Consider the lot of those fans of non-Victorian clubs – already dismayed at the loss of a young star nurtured by their club over several seasons – who are glued to Twitter or Trade Radio for snippets of negotiations which, they know, will inevitably result in their club being ‘bent over’ in one wanton way or another. Their sheer sense of helplessness is further aggravated when (and this happens a lot) said snippets turn out to be either a beat-up by some journo looking for a headline or misinformation to aid the cause of one club or another.

The pain of it all! Wednesday’s deadline can’t come soon enough!

Of course, it doesn’t have to be this way. The trauma of trade week could easily be replaced by a system of the kind employed by the NFL, where drafted players can become restricted free agents after just three years.

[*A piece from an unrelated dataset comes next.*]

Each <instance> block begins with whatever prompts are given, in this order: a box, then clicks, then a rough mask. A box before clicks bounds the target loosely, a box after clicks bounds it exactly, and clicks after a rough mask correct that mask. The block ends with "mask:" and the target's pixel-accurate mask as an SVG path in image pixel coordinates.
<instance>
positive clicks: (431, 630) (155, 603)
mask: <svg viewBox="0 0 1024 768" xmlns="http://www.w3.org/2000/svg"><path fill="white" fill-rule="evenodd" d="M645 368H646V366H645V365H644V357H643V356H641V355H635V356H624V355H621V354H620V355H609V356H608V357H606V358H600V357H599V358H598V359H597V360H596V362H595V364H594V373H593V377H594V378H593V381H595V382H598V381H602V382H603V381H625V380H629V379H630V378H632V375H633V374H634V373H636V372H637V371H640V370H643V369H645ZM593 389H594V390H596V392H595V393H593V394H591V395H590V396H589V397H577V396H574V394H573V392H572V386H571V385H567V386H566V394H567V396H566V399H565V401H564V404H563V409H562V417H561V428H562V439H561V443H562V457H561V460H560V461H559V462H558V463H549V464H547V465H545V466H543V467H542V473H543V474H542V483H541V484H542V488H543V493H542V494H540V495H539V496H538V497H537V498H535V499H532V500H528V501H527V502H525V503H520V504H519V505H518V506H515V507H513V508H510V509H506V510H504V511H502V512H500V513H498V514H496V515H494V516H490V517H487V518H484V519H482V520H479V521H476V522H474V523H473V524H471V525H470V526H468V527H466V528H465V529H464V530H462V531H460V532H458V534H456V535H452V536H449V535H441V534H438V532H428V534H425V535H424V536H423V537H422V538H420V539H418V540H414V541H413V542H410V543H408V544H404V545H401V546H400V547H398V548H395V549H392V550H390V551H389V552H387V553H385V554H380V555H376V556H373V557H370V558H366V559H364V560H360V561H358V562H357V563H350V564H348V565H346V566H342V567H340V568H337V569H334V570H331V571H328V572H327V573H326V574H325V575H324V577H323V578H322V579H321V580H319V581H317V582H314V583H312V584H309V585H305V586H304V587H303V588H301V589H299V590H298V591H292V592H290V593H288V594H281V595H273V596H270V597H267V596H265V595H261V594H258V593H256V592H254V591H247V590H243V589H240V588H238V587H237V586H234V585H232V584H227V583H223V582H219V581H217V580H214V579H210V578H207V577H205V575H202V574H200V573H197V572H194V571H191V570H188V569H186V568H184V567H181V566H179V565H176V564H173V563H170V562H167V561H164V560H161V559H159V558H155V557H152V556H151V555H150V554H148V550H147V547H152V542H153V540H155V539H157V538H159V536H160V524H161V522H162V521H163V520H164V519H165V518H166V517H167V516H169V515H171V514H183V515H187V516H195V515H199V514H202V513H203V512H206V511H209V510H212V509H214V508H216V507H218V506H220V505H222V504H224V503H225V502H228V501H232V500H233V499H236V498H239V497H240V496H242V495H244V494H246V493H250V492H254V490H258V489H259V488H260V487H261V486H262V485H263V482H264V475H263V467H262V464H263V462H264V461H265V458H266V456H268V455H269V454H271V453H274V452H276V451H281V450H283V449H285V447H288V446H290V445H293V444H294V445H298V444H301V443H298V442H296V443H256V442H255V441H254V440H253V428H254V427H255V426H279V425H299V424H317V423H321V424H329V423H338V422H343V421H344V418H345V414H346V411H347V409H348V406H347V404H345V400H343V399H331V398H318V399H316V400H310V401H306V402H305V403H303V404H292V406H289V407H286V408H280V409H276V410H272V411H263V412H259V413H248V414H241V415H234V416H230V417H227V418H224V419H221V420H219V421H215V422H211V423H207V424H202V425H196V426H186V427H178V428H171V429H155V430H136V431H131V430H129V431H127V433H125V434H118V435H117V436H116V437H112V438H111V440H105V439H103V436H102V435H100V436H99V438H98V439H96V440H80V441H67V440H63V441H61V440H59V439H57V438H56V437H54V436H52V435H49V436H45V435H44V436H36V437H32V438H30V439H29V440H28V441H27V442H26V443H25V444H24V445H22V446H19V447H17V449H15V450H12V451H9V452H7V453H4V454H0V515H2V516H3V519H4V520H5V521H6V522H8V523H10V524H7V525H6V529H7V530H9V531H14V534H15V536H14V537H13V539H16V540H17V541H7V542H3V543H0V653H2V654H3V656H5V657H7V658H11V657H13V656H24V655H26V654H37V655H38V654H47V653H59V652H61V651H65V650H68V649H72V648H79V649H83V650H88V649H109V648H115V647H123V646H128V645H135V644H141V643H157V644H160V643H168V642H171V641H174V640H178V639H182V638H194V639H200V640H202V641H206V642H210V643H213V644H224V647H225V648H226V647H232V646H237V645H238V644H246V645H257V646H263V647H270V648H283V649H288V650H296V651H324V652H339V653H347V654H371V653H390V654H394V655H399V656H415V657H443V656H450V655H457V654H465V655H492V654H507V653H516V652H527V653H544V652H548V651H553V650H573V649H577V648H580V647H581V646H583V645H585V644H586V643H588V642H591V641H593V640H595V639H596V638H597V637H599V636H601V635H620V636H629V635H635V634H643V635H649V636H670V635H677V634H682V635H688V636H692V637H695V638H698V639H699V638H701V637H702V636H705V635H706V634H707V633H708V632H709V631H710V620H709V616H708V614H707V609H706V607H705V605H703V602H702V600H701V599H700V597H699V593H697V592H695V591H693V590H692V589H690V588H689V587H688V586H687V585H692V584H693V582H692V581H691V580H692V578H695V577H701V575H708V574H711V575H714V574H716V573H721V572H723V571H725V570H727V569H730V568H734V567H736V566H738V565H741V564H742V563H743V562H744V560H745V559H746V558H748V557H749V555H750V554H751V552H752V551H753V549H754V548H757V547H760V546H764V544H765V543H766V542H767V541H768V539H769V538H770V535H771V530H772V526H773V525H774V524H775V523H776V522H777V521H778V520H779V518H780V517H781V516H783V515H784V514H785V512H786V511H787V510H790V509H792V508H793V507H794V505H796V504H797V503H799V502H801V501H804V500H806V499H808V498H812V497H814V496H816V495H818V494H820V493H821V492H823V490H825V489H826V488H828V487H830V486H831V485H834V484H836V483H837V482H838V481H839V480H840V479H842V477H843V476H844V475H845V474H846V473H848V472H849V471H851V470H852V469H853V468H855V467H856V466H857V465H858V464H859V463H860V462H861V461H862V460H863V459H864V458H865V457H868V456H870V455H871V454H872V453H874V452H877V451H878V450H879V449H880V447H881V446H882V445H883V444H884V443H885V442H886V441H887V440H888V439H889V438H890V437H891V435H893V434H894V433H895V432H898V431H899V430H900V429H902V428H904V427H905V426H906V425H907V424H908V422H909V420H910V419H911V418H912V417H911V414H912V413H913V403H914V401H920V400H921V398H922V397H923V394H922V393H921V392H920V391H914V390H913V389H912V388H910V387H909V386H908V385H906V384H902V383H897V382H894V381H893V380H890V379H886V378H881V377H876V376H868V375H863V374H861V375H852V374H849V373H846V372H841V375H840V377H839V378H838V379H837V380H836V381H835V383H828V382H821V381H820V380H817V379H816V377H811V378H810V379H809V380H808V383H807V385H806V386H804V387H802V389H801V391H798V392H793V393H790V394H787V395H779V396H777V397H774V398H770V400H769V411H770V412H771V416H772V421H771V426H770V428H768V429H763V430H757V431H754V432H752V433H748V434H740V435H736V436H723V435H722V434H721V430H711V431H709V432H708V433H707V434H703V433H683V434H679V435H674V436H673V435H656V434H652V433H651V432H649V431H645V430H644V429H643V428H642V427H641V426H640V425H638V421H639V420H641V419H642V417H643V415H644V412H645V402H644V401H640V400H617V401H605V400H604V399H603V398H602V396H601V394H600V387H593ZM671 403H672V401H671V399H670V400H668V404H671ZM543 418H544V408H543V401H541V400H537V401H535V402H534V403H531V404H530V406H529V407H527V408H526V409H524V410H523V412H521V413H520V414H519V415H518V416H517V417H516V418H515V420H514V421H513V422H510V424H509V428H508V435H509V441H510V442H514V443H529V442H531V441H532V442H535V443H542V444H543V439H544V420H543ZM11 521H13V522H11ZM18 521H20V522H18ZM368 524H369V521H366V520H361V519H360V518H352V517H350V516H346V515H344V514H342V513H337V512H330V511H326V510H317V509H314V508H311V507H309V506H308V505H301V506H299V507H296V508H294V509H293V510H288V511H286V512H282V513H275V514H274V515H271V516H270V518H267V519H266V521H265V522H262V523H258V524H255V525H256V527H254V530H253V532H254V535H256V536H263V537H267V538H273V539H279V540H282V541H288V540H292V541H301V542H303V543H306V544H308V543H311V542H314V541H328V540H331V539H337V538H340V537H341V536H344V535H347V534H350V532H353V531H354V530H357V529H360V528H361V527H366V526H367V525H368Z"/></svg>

Under that system, an uncontracted player can be offered deals by other clubs, and the contract he signs can be matched by the team that drafted him. If the deal is matched, he stays; if not, his original club is compensated by way of draft picks calculated via a set formula.

In fact, the AFL already has a form of restricted free agency in place … but it kicks in after eight years, not three. Over the five intervening seasons, players, player managers, clubs and fans must at one point or another go through the stress of negotiating for a new contract, deciding whether or not to seek a trade and then – if it’s the latter – endure the entire game of brinkmanship, with all its perils and pitfalls, as described in agonising detail above.

I repeat: the AFL is the only professional football organisation – of any code – that puts everyone through this tortuous 10 days. My question is: why?

What’s that? There’s an entire ecosystem of player managers, club officials, bureaucrats, radio stations, websites, Twitter accounts, journos and commentators that make bank out of trade week?

Say it ain’t so!

Then, of course, there’s the sheer theatre of it all. The punters would miss all the thrill and suspense, wouldn’t they?

Speaking as the fan of a non-Victorian club, I can emphatically answer that in the negative. My (it seems) about-to-be-bent-over club would almost certainly agree.

Fans are prepared to go through the stress of a close game – even if they get beaten – but this trade week thing is what the United Nations calls ‘cruel and unusual’.

At the very least, my fingernails could do with the respite.